Relationship of the RCA and the V/m ratio of binding sites of the transcription factors in the methionine pathway of yeast. The letters in the graph refer to the clade labels in figure 8. Whereas for the youngest clade F the V/m ratios for all transcription factors are less than 1, the ratios tends to be large for older clades but still have a considerable variation among binding site classes. Note that V/m ratios larger than 1 suggest heterogeneity of binding site number among taxa.

FIG. 8.—

Evolution of binding site number for transcription factors in the methionine pathway of yeast. Clades are marked by a letter at their root and a bracket with the mean binding site number and the V/m ratio above the corresponding species names. For some species the binding site numbers are also given above the name. The whole-genome duplication of the E clade is marked by WGD. For CBF1 (A), the likelihood model estimates a half-life of 57.3 My.
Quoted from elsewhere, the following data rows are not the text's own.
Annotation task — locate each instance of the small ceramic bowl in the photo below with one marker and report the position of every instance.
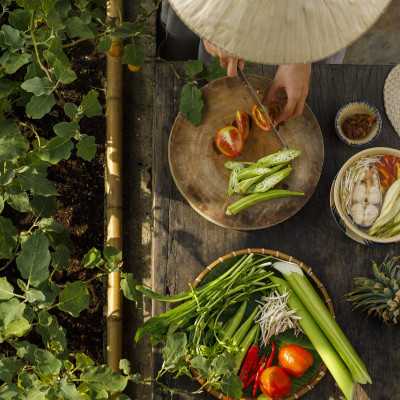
(341, 217)
(358, 107)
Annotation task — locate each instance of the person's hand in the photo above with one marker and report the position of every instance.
(294, 82)
(227, 61)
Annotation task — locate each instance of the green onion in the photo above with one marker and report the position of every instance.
(256, 198)
(312, 301)
(320, 342)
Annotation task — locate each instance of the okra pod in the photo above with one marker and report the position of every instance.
(271, 180)
(279, 157)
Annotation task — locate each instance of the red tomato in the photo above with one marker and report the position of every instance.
(229, 141)
(260, 119)
(273, 111)
(243, 123)
(295, 360)
(275, 382)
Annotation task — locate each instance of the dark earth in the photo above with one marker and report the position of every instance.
(81, 201)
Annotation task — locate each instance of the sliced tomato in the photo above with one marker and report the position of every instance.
(243, 123)
(259, 118)
(273, 111)
(229, 141)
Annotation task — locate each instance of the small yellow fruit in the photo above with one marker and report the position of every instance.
(116, 49)
(135, 68)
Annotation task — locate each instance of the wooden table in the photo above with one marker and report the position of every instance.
(184, 242)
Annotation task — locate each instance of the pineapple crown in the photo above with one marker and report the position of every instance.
(380, 295)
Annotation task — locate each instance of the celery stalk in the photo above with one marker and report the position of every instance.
(320, 342)
(316, 307)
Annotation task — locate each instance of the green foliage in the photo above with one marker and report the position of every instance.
(191, 102)
(35, 71)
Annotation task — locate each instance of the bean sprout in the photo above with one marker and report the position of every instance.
(274, 316)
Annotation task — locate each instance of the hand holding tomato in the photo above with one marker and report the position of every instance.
(295, 360)
(275, 382)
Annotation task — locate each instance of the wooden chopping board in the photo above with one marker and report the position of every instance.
(197, 166)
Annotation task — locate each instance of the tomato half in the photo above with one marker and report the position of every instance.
(243, 123)
(229, 141)
(275, 382)
(295, 360)
(259, 118)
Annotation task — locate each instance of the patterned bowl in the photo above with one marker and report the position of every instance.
(358, 107)
(341, 217)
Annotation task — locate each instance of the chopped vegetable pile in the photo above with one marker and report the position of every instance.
(370, 195)
(256, 179)
(228, 328)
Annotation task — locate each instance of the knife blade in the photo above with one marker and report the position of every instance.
(258, 103)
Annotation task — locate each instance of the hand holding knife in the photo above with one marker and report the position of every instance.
(258, 103)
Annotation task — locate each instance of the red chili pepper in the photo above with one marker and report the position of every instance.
(249, 363)
(262, 367)
(385, 175)
(271, 356)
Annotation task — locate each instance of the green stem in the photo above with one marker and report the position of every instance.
(36, 48)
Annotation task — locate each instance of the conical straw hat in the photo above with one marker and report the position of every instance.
(280, 31)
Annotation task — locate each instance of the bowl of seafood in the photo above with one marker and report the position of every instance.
(366, 196)
(358, 123)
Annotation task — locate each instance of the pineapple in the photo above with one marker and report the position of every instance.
(379, 296)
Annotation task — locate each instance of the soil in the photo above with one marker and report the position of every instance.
(81, 201)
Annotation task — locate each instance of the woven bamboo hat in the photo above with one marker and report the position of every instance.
(280, 31)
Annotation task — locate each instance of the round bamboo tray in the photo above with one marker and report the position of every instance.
(307, 270)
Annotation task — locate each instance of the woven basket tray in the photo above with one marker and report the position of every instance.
(391, 97)
(307, 270)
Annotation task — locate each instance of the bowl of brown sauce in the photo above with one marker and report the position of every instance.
(358, 123)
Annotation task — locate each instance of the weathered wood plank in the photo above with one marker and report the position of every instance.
(185, 243)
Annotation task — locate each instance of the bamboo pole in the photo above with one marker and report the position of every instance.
(113, 187)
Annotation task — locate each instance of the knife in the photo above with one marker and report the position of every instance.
(258, 103)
There also seems to be a significant decrease in the binding site density in stem lineage of the G clade. GCN4 (B) has with 84.1 My, the longest estimated half-life and a significant loss of binding sites in the D clade. MET30/31 (C) has an estimated half-life of 24.2 My and like CBF1 a significant binding site loss in the G clade. BAS1 (D) has an estimated half-life of 22.7 My. RTG1/3 (E) has in the F clade a V/m ratio close to 1 (0.84), suggesting equilibrium within the 20 Mio years time frame of the F clade. This makes the estimation of the rate parameters difficult and yields to the shortest half-life of only 30.900 years.

FIG. 9.—

Evolution of binding site numbers in the HoxA clusters of vertebrates. Clades are marked by a bracket with the mean binding site number and the V/m ratio above the corresponding species names. The binding site numbers of PRE (A) and ERE (B) are significantly overdispersed caused by differences between the mammalian and nonmammalian taxa. The mammalian clade shows no evidence of heterogeneity (V/m of PRE = 0.97, V/m of ERE = 0.64), which suggests a 2-fold increase in equilibrium density from about 5–10. The P value at the stem lineage of the mammalian clade are those of the LRT showing that the mammalian and the nonmammalian lineages have different turnover rates and equilibrium densities of PRE and ERE. RARE (C) show a very low density and variation with a V/m ratio of 0.47 suggesting a low turnover rate. There is also no evidence for heterogeneity which is consistent with the ancestral and conserved function of RARE.